This provided me with a persistent and bitter enemy.
About six o'clock the Captain went below, but rather hastily returned, casting an anxious look to seaward. "The glass is falling fast," he said, "I can't make it out. I have never known it to blow hard here at this time of year. Still it is banking up to the westward."
He hailed the whaleships, and saw that they had also noticed the glass falling. In a few minutes the two captains boarded us to have a consultation. The heavy, lowering cloud to seaward had deepened in gloom, and the three captains gazed anxiously at it.
"Gentlemen!" said Hayston, "we are in a bad place if it comes on to blow. The land-breeze has died away, and that it is going to blow from the sou'-west I am convinced. We cannot tow out in the face of such a swell, even if we had daylight to try it. To beat out by night would be madness."
The faces of the Yankee skippers lengthened visibly as they begged Hayston to make a suggestion.
"Well," he said at length, "your ships may ride out a blow, for you've room to swing in, and if you send down your light spars and be quick about it, and your cables don't part, you'll see daylight. But with me it is different. I cannot give the brig a fathom more cable; there are coral boulders all around us, and the first one she touches will knock a hole in her bottom. But now every man must look to himself. I have two hundred people on board, and my decks are lumbered up with them. Adios! gentlemen, go on board and get your spars down for God's sake."
Then the Captain turned all his attention to getting the brig ready for the storm that was even then close upon us. In the shortest time our royal and topgallant yards were down, the decks cleared of lumber, the native passengers sent below, and five fathoms of cable hove in. Hayston knew the brig would swing round with her head to the passage as soon as the gale struck her, and unless he hove in cable, must strike on one of the boulders he had spoken of.
As yet there was not a breath of air, for after the last whisper of the land-breeze had died away, the atmosphere became surcharged with electricity, and the rollers commenced to sound a ceaseless thunder, as they dashed themselves upon the reef, such as I had never heard before. A pall of darkness settled over us, and though the whaleships were so near that the voices of their crews sounded strange and ghostlike in our ears, we could see nothing except the dull glow of the lamps alight in the cabins—showing through the ports.

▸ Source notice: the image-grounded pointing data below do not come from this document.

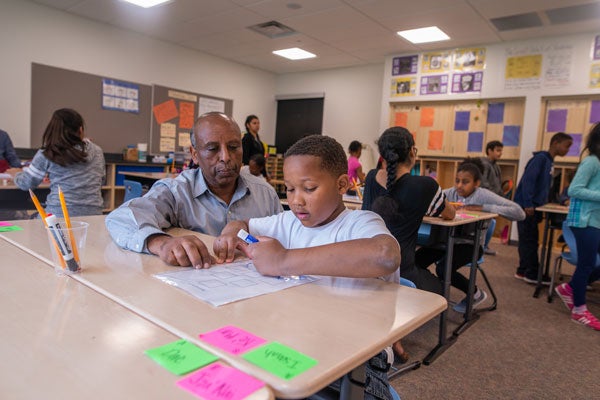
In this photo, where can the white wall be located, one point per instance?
(34, 33)
(352, 103)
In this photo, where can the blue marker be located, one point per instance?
(246, 237)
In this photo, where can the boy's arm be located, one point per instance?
(360, 258)
(224, 246)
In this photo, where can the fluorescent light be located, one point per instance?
(294, 53)
(424, 35)
(146, 3)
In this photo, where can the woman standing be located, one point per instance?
(71, 162)
(251, 143)
(584, 220)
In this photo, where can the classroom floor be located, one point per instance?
(526, 349)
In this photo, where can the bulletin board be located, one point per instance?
(53, 88)
(174, 112)
(462, 128)
(574, 116)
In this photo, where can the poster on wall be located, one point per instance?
(469, 58)
(434, 84)
(595, 76)
(407, 65)
(403, 86)
(436, 62)
(467, 82)
(120, 96)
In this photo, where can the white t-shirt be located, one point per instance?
(349, 225)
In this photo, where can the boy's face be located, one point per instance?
(562, 148)
(314, 195)
(495, 154)
(465, 183)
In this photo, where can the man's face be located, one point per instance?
(218, 151)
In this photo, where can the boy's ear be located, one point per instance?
(343, 183)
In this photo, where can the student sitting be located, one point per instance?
(468, 192)
(71, 162)
(318, 235)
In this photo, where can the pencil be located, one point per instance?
(42, 213)
(63, 206)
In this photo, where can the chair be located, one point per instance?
(568, 253)
(133, 189)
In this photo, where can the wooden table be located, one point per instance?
(470, 217)
(547, 238)
(313, 318)
(63, 340)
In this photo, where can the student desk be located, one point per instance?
(63, 340)
(444, 342)
(549, 210)
(312, 318)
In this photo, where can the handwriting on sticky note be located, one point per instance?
(232, 339)
(181, 357)
(280, 360)
(220, 382)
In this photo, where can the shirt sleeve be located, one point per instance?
(33, 175)
(578, 188)
(133, 222)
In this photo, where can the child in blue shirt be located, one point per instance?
(318, 235)
(71, 162)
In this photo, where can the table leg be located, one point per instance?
(470, 317)
(444, 342)
(538, 286)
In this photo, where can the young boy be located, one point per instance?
(318, 235)
(532, 191)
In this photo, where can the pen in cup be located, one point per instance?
(248, 238)
(62, 242)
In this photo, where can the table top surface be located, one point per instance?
(553, 208)
(148, 175)
(312, 318)
(462, 218)
(74, 342)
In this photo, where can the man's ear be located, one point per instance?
(194, 154)
(343, 183)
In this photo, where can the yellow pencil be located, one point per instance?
(43, 215)
(63, 206)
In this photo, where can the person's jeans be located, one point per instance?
(588, 249)
(528, 245)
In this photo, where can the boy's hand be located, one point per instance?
(268, 256)
(184, 251)
(224, 247)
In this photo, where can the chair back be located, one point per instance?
(133, 189)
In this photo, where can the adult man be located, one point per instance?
(203, 199)
(491, 179)
(532, 191)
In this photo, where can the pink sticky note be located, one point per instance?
(231, 339)
(220, 382)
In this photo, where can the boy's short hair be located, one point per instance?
(492, 145)
(331, 153)
(560, 137)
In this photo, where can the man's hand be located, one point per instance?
(184, 251)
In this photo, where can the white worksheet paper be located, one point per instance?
(226, 283)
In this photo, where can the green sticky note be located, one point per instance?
(280, 360)
(181, 357)
(10, 228)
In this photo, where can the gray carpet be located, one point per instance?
(526, 349)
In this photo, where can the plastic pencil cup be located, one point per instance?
(67, 245)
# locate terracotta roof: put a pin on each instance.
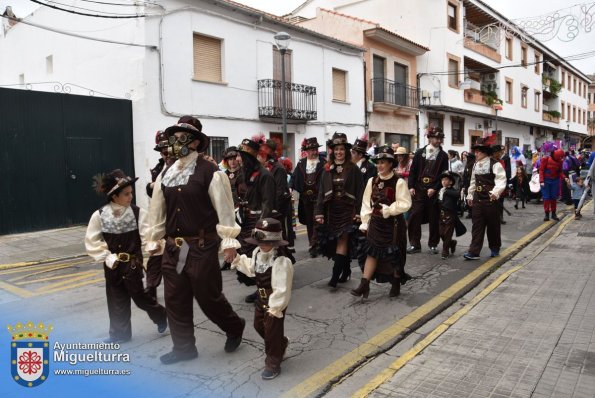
(376, 26)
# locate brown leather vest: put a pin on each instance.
(188, 207)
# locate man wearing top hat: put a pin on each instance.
(427, 165)
(306, 178)
(192, 208)
(360, 157)
(488, 181)
(233, 170)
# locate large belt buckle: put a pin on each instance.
(123, 257)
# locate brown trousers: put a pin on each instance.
(122, 284)
(486, 215)
(271, 329)
(201, 280)
(447, 228)
(422, 205)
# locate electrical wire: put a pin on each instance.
(90, 15)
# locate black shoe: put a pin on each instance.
(413, 249)
(177, 356)
(251, 298)
(232, 343)
(115, 340)
(162, 326)
(269, 374)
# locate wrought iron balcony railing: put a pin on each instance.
(300, 100)
(394, 93)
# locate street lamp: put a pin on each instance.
(282, 39)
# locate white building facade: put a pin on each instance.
(477, 59)
(215, 60)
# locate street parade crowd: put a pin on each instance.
(358, 202)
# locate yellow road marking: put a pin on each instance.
(51, 278)
(68, 287)
(44, 266)
(340, 366)
(394, 367)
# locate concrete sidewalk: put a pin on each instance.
(40, 246)
(533, 335)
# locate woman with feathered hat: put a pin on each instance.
(385, 200)
(338, 205)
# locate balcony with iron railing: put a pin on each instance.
(300, 101)
(389, 96)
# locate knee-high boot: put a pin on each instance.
(337, 268)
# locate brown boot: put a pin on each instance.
(363, 289)
(395, 289)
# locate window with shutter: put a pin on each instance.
(207, 58)
(339, 85)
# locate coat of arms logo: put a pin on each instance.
(30, 353)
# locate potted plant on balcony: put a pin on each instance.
(491, 98)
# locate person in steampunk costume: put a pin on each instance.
(361, 158)
(428, 163)
(273, 272)
(258, 195)
(153, 273)
(488, 182)
(114, 236)
(233, 170)
(192, 209)
(283, 195)
(337, 208)
(306, 178)
(385, 198)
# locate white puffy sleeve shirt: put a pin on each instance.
(281, 278)
(401, 204)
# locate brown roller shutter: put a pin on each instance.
(207, 58)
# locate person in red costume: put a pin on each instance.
(550, 173)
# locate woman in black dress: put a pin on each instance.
(338, 205)
(385, 200)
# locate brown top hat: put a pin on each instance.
(192, 126)
(267, 231)
(339, 139)
(360, 146)
(435, 132)
(310, 143)
(230, 152)
(384, 152)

Then we heard the voice of Captain Grant of the St. George, "Stand by, Captain Hayston, it's coming along as solid as a wall."

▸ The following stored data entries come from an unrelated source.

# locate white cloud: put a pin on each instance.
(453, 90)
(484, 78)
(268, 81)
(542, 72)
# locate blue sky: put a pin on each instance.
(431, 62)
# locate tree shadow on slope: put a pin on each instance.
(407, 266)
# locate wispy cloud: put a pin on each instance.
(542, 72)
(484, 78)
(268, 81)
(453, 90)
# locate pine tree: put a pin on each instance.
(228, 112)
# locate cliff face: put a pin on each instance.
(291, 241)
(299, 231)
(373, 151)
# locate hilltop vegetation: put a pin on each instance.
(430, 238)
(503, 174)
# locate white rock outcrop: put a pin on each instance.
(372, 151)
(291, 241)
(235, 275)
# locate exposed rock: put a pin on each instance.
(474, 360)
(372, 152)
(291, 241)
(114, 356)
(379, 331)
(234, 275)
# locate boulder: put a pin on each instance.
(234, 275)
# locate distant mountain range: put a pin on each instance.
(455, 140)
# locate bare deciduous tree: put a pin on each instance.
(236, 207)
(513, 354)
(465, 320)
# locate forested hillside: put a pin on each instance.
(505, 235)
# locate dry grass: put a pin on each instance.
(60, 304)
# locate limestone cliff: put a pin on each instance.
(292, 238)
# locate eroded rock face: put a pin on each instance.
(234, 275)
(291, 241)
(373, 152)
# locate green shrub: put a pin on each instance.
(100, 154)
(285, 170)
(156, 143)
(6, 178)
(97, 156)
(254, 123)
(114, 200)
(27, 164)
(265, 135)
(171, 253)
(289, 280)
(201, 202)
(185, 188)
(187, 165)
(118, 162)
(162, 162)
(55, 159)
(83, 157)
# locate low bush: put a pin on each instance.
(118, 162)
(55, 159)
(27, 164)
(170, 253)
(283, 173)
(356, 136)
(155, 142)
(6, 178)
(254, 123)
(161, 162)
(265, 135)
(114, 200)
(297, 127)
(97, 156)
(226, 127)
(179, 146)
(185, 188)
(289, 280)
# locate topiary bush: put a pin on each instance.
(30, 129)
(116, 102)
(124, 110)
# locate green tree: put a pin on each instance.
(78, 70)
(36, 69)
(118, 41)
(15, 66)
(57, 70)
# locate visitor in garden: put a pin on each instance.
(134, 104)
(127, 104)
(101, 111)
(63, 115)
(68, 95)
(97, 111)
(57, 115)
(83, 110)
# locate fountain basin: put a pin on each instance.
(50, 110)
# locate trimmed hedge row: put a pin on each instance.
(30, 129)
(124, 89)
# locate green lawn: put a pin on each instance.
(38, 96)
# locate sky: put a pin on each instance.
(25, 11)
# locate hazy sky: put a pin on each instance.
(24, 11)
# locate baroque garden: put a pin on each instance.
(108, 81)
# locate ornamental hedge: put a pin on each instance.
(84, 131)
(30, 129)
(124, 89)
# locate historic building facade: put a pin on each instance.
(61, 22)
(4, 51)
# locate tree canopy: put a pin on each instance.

A fierce gust whistled through the cordage, and then a great white cloud of rain, salt spume, and spray enveloped the brig, as with a shrill, humming drone, like a thousand bagpipes in full blast, the full force of the gale struck us. The brig heeled over, then swung quickly round to her anchor, while the crew, every man at his station, sought through the inky blackness that followed the rain squall to see how the whaleships fared.